Nas dependências do seu cartório, no fórum, ela colocou para o povo, que fica na espera, um sofá grande para se sentar, e, defronte dele, um grande aquário, iluminado, com peixes a nadar e que fazem o povo sonhar. Seus funcionários não trabalham. Mais que isso, vivem o dia-a-dia de um cartório ordeiro, mas festeiro. O Juizado Especial de Macapá já foi agraciado com vários prêmios e visitado por inúmeros jornalistas de vários locais do mundo. Já foi notícia na TV alemã, inglesa e belga e australiana. Só a imprensa brasileira é que não vai muito lá, conhecer ou visitar.

 

No Juizado, foi criada uma modernidade muito útil. Sem sair de casa, o cidadão propõe seu pedido por telefone ou internet. A demanda não é pouca, mas, para quem não tem medo de trabalho e trabalha com prazer, “é um prazer atendê-lo, senhor”! Também há o premiado programa “Justiça na Escola”. Então, a cada quinze dias, lá vai o cartório ambulante, às escolas públicas, para atender à população. Agora, neste ano, as escolas particulares foram reclamar da discriminação porque estavam fora da programação.

 

Sueli Pereira Pini tem 45 anos, 14 anos de magistratura amapaense e está há dez anos no Juizado Especial da mui grande comarca de Macapá. Logo no início da carreira, depois de judicar uns anos na área criminal, desabafou com um amigo: “não acredito no que estou fazendo. Não acredito que enjaular gente resolva alguma coisa. Vou mudar de rumo”. O amigo, amigo de fato, de direito e amigo do peito,  lembrou a ela que em breve se instalariam os Juizados das tais, então, “Pequenas Causas”. Sueli não titubeou: arregaçou as mangas --- virou tudo uma grande causa! ---  e saiu pra a rua a dividir, distribuir e trocar justiça com o povo. E nisso se encontrou e achou motivo para ficar na magistratura. E assim o fez, por acreditar, simplesmente acreditar, que só se pode mudar algo, neste país, com ação, mais do que com palavras postas, às vezes frias, numa decisão.

 

Ela tem ímpar habilidade conciliatória, fruto, com certeza, do amor com que leva seu dia-a-dia. Os seis filhos são bem o retrato disso. Fez uma casa bonita na calorenta Macapá. Casa grande, com enorme cozinha, casa cheia de crianças, e, defronte da casa, há um banco de madeira, desses rústicos, de jardim, pro povo sentar.
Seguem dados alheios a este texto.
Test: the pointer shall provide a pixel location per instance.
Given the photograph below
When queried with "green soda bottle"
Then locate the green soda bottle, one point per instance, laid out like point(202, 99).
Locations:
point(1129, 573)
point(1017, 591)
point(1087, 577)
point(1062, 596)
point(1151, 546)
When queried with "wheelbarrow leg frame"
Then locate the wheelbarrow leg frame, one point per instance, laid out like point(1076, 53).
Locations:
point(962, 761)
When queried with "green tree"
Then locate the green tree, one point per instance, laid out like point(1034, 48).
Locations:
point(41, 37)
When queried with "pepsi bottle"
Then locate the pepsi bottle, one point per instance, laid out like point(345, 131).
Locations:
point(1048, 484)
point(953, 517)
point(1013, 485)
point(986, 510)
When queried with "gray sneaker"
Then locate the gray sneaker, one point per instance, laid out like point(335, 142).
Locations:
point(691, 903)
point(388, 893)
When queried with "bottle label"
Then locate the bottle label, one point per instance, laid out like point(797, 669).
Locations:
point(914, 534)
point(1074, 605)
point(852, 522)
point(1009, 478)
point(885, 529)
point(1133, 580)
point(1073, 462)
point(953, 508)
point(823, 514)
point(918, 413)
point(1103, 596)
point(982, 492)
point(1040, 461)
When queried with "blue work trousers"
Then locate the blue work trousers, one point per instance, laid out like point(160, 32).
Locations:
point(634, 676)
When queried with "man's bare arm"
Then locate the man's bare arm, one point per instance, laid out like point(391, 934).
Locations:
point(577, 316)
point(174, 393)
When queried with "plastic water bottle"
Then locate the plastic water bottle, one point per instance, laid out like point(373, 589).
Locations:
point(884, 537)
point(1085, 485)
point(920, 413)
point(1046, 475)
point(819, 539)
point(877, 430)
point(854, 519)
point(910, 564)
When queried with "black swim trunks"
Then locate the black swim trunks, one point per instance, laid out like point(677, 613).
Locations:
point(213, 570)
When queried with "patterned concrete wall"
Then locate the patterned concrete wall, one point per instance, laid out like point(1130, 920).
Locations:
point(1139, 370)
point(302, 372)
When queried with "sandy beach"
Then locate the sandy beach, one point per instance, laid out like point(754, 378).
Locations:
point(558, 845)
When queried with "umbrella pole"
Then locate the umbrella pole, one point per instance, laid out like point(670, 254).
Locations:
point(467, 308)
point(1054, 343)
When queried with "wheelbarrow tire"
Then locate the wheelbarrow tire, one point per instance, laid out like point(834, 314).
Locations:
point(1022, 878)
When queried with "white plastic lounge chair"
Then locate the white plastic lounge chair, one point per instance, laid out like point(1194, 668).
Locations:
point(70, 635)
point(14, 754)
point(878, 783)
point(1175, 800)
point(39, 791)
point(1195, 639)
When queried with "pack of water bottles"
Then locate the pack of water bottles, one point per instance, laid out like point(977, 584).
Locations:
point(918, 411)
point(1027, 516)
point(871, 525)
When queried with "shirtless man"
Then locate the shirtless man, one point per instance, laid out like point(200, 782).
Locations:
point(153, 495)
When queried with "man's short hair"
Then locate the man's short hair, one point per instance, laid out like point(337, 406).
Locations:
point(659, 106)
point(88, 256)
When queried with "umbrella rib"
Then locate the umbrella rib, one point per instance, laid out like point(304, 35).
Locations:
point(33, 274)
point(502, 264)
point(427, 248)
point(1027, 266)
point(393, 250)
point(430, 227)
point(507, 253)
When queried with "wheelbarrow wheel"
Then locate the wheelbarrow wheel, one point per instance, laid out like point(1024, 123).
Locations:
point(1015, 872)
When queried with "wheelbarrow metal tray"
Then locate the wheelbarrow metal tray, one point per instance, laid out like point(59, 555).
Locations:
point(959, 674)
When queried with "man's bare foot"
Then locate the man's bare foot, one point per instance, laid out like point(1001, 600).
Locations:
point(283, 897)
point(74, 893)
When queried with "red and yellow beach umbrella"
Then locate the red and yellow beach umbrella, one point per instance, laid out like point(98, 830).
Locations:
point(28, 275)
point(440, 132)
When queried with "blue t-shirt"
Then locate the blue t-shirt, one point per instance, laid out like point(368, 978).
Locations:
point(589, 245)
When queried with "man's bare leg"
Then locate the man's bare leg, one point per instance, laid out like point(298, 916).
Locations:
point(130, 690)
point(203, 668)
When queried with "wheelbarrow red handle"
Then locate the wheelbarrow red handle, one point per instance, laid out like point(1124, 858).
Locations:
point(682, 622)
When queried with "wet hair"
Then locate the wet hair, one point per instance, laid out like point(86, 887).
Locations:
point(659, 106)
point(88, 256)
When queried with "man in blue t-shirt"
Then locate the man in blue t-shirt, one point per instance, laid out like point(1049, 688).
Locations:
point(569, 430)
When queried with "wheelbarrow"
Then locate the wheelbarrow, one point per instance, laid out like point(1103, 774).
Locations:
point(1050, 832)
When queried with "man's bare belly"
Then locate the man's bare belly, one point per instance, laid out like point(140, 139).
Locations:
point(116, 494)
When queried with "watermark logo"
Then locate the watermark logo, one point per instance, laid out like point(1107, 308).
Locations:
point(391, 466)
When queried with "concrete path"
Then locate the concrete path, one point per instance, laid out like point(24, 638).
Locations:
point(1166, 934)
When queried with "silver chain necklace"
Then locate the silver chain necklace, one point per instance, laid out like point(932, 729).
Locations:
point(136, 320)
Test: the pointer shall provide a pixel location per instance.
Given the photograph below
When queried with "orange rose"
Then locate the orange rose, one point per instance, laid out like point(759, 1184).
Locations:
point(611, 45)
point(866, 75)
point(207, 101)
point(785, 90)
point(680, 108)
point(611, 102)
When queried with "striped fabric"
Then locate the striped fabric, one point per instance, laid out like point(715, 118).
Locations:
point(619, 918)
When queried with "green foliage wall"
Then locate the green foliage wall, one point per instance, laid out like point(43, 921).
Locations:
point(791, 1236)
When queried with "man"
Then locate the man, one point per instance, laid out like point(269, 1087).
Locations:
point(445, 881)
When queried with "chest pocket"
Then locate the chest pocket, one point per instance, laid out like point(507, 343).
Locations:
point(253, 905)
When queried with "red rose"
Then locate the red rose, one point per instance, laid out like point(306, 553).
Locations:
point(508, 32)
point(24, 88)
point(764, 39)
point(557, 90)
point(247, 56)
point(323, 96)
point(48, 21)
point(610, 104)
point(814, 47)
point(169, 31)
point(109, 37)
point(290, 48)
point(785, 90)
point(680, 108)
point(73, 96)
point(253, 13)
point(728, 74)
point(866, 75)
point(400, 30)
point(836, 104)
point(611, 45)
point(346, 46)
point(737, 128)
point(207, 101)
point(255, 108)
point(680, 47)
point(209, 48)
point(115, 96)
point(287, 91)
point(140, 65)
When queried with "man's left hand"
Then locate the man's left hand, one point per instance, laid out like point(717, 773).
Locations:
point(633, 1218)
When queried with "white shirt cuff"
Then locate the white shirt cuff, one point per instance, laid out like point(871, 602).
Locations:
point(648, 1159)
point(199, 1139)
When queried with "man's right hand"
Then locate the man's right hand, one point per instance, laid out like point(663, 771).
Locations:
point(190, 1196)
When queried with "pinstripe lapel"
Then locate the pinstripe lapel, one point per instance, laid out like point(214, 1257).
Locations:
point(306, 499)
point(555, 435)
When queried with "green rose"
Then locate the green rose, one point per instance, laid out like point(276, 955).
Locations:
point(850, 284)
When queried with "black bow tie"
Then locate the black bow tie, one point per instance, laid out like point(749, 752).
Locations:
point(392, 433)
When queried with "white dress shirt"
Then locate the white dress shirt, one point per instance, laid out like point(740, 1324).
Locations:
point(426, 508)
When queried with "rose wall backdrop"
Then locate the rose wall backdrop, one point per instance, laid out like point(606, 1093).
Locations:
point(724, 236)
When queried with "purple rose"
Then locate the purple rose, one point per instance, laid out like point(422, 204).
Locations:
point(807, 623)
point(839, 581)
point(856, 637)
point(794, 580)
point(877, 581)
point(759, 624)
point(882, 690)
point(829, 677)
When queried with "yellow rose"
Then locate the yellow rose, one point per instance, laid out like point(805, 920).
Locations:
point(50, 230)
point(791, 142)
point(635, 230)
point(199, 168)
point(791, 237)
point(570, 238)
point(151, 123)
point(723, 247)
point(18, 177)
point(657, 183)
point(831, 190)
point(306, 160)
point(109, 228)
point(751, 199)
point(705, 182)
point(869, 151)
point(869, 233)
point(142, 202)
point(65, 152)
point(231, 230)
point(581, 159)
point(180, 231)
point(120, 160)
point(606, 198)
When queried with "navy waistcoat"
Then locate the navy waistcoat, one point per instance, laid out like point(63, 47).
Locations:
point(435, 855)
E pra ela, também, com os filhos, no fim da tarde, a ver a vida passar.

 

Dizer, enfim, neste mês de março, no qual se comemora o já meio batido dia da mulher (todo dia o é!), que Sueli Pini é uma mulher de ação seria óbvio demais. Ela é mulher de destemido coração, olhar calmo e voz feliz.  Até acho que seria uma boa indicação para qualquer prêmio que reconheça o valor de quem sabe que a vida vale pelo sonho, pelo sonho que se sonha sem cessar. Taí, acho que a juíza amapaense Sueli Pini, por fazer tão bem o que faz em prol do povo e da justiça,  bem merecia um Nobel da paz! Por que não!?!

 

 

Dora Martins é juíza auxiliar da Capital do Estado de São Paulo.